Si en los años veinte, el papa León XI califica al laicismo como ``peste de nuestros tiempos'', en la segunda mitad del siglo, laicos y católicos moderan sus posiciones. El mismísimo nuncio, para no ir más lejos, se autorretrata hoy como ``un fiel laico que ama la laicidad y la legítima separación entre Iglesia y Estado''. Se liman, en efecto, los filos más antirreligiosos y anticlericales del laicismo liberal, mientras la Iglesia, a su vez, reinterpreta, bajo la luz renovadora del Concilio Vaticano, el tema de la libertad religiosa. En el fondo actúa poderosamente el irreversible proceso de secularización de la sociedad. Sin embargo, la contradicción persiste en el ámbito de la educación y la familia, que es el corazón de la disputa, aún después del aggiornamiento católico y las reformas a la Constitución. Se acepta la ``laicidad'', mas no el laicismo.

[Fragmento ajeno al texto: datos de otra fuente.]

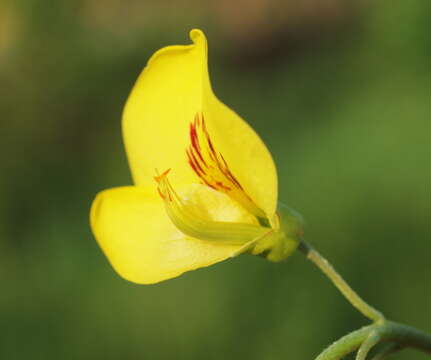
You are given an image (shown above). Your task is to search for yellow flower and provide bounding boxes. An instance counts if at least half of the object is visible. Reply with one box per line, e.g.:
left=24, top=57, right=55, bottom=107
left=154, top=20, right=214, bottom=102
left=90, top=30, right=299, bottom=284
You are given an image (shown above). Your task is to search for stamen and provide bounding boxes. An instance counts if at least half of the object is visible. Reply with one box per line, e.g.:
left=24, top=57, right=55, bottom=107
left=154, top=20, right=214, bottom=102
left=186, top=113, right=266, bottom=219
left=154, top=170, right=271, bottom=245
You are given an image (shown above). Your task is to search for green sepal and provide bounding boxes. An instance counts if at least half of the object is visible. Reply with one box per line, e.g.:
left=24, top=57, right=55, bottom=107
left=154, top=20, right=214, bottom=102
left=249, top=203, right=304, bottom=262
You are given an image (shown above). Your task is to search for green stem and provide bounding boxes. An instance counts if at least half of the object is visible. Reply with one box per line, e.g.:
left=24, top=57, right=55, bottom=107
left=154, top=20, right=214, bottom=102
left=371, top=343, right=404, bottom=360
left=316, top=325, right=375, bottom=360
left=299, top=240, right=384, bottom=322
left=316, top=320, right=431, bottom=360
left=356, top=330, right=381, bottom=360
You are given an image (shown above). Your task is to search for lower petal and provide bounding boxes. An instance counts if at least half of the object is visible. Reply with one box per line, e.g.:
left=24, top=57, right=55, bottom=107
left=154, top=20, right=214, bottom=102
left=90, top=186, right=242, bottom=284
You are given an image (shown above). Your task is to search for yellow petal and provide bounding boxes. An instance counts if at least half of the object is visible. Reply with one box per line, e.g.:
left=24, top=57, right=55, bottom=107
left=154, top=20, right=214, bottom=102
left=90, top=185, right=255, bottom=284
left=123, top=30, right=277, bottom=219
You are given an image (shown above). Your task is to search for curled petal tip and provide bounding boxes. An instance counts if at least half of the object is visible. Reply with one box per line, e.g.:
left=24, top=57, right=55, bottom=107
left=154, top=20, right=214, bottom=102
left=189, top=29, right=206, bottom=45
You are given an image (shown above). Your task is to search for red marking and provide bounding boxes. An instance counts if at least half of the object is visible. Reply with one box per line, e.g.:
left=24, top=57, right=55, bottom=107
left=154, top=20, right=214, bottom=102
left=154, top=169, right=171, bottom=184
left=186, top=113, right=252, bottom=201
left=157, top=186, right=166, bottom=200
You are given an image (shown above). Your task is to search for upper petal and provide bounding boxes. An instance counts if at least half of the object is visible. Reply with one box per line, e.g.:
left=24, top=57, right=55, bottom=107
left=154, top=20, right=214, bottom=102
left=90, top=185, right=252, bottom=284
left=123, top=30, right=277, bottom=218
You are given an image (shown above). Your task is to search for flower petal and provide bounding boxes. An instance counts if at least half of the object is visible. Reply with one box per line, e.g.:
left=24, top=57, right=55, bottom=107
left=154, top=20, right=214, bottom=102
left=90, top=185, right=251, bottom=284
left=123, top=30, right=277, bottom=219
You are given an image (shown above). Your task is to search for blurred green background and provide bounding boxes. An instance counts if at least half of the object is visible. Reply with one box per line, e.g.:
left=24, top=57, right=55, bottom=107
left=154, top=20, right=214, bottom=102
left=0, top=0, right=431, bottom=360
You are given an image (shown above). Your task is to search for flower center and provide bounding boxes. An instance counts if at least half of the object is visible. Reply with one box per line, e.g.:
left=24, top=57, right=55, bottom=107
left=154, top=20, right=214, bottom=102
left=186, top=113, right=266, bottom=222
left=155, top=169, right=273, bottom=245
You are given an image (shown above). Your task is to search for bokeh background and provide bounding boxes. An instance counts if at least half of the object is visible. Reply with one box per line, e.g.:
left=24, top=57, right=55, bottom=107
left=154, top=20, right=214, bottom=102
left=0, top=0, right=431, bottom=360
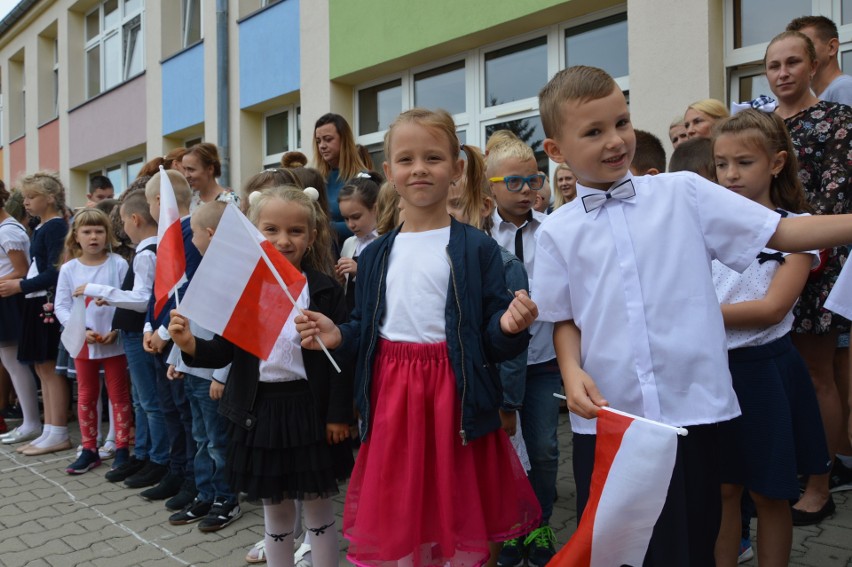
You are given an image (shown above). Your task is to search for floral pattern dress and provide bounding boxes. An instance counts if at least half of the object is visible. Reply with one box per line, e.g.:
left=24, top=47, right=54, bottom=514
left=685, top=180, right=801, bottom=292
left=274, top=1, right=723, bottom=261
left=784, top=101, right=852, bottom=335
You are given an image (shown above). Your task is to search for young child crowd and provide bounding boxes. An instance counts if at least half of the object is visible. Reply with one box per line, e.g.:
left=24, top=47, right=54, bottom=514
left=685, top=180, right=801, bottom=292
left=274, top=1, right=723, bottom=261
left=0, top=13, right=852, bottom=567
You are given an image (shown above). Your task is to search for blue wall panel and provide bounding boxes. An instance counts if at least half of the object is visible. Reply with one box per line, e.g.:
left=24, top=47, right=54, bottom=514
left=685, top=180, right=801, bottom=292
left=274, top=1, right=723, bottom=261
left=240, top=0, right=299, bottom=108
left=163, top=43, right=204, bottom=136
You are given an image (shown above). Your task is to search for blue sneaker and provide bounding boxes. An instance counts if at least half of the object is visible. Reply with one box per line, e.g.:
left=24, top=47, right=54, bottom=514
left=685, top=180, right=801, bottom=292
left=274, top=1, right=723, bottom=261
left=737, top=537, right=754, bottom=563
left=497, top=537, right=527, bottom=567
left=524, top=524, right=556, bottom=567
left=65, top=449, right=101, bottom=474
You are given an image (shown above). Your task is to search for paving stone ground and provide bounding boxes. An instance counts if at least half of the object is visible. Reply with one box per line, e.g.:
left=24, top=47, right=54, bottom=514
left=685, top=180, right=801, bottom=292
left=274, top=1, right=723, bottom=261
left=0, top=415, right=852, bottom=567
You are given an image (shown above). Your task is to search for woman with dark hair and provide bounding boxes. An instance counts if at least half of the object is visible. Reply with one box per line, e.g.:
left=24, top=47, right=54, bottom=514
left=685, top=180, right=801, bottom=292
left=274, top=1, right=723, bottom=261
left=314, top=113, right=367, bottom=242
left=181, top=142, right=240, bottom=213
left=764, top=31, right=852, bottom=525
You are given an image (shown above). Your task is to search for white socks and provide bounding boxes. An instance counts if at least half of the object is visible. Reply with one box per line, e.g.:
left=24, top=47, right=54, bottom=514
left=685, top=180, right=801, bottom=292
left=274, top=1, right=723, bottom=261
left=263, top=498, right=339, bottom=567
left=263, top=499, right=296, bottom=567
left=0, top=346, right=41, bottom=433
left=33, top=425, right=68, bottom=449
left=302, top=498, right=340, bottom=567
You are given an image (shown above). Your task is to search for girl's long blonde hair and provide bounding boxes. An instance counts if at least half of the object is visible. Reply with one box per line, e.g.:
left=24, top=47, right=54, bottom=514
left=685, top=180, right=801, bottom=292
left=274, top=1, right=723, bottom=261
left=60, top=207, right=120, bottom=262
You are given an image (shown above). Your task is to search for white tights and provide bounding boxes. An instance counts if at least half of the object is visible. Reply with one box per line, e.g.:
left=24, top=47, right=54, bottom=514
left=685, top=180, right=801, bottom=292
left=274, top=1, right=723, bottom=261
left=263, top=498, right=339, bottom=567
left=0, top=346, right=41, bottom=433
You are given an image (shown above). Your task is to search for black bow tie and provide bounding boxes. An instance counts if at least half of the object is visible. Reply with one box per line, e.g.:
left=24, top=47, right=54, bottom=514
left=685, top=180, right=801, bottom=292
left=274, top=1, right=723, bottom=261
left=583, top=179, right=636, bottom=213
left=757, top=252, right=784, bottom=264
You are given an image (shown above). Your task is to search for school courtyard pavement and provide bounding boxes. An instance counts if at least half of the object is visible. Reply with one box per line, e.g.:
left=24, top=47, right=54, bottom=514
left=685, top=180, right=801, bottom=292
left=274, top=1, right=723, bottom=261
left=0, top=415, right=852, bottom=567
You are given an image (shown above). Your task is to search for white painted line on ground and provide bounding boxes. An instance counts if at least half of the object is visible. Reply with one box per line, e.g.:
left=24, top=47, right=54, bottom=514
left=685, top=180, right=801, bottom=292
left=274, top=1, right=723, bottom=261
left=0, top=451, right=190, bottom=565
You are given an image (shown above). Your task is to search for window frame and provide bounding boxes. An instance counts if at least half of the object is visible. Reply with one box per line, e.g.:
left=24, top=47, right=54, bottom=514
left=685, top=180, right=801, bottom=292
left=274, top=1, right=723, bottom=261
left=260, top=102, right=304, bottom=168
left=86, top=154, right=145, bottom=198
left=83, top=0, right=145, bottom=100
left=180, top=0, right=204, bottom=49
left=352, top=4, right=630, bottom=173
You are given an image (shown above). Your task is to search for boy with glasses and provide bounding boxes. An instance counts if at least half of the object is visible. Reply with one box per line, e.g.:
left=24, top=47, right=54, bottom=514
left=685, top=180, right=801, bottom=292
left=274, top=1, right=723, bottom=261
left=485, top=140, right=562, bottom=567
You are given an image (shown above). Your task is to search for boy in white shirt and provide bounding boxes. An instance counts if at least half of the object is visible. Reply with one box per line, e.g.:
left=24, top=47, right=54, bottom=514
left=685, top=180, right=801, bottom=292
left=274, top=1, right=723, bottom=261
left=532, top=66, right=852, bottom=567
left=85, top=190, right=169, bottom=488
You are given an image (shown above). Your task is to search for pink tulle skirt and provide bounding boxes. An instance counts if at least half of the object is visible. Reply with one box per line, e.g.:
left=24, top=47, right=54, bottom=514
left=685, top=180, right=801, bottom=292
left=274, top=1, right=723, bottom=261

Si ayer resultaba despreciable el laicismo en virtud de que la Iglesia se oponía a reconocer el derecho a la libertad de creencias, ahora, en cambio, critica las limitaciones liberales del laicismo --identificándolas groseramente con un jacobismo en extinción--, en nombre, justamente, de la libertad religiosa y los derechos humanos, pidiendo a cambio una laicidad moderna que no sea neutral ante el fenómeno religioso. Se opone al principio que consagra la libertad religiosa al ámbito de los derechos individuales, a la vida privada del ciudadano, en vez de asumir su importancia radical como factor social. Reconoce, sí, la separación Iglesia y Estado, pero afirma que aún se violan los derechos humanos al no conceder a los padres la libertad de enseñanza, aunque ya no se prohíba al clero educar en las escuelas privadas. Un Estado laico verdadero debería, según esta visión, promover todos los derechos humanos sin restricción, ``empezando por el derecho a la libertad religiosa''; en particular, la libertad de enseñar religión en la escuela pública. En otras palabras, se trata de suprimir el laicismo constitucional sin renunciar a una laicidad hecha a la medida del catolicismo.

Tales supuestos renovadores no ocultan, empero, el viejo sofisma que los sostiene, por cuanto el Estado laico promueve en sentido afirmativo no tanto la indiferencia (ante cualquier doctrina religiosa) sino la libertad de creencias y, por consiguiente, la libertad religiosa en general. Y es que, a fin de cuentas, el laicismo no es ni puede ser neutral ante los valores éticos y cívicos que hacen posible la convivencia social. Todo lo contrario: promueve activamente la tolerancia, el respeto al otro y actúa contra todas las formas de discriminación humana en una sociedad que quiere ser deveras democrática. Ese es, en realidad, el sentido profundo del laicismo, su razón de ser, el principio universal que debe mantenerse a toda costa en la Constitución. De otra manera, ¿cómo podría el Estado asumir su carácter laico sin desconocer otras libertades igualmente sustantivas, sin hacerse confesional cruzando la puerta falsa de la ``libertad de enseñanza''?

No es un asunto puramente teórico: existe un ``supermercado'' religioso, donde priva la más feroz de las competencias entre ``decenas de sociedades religiosas rivales, combatiéndose las unas a las otras'' (Bastian, 1997). No es un eufemismo. La hostilidad religiosa con frecuencia termina por anular los derechos humanos y religiosos de quienes, literalmente, no comulgan con un credo particular. Y si eso parece historia vieja, aún puede verse en Chiapas que no está tan lejos. Así pues, la misión del Estado laico, so pena de arriesgarse a dejar de serlo, es y debe seguir siendo la de garantizar la libertad de creencias de todos los ciudadanos, sin inmiscuirse en el fenómeno religioso. Esa es, en definitiva, la lección que nos deja la experiencia histórica mexicana. El debate sobre el laicismo lleva, por último, a una cuestión decisiva que habrá de resolverse en el futuro próximo: ¿la democracia será, como hoy quiere la Iglesia, mera rectificación, ruptura, o prevalecerá la continuidad de la historia nacional? Pronto lo sabremos.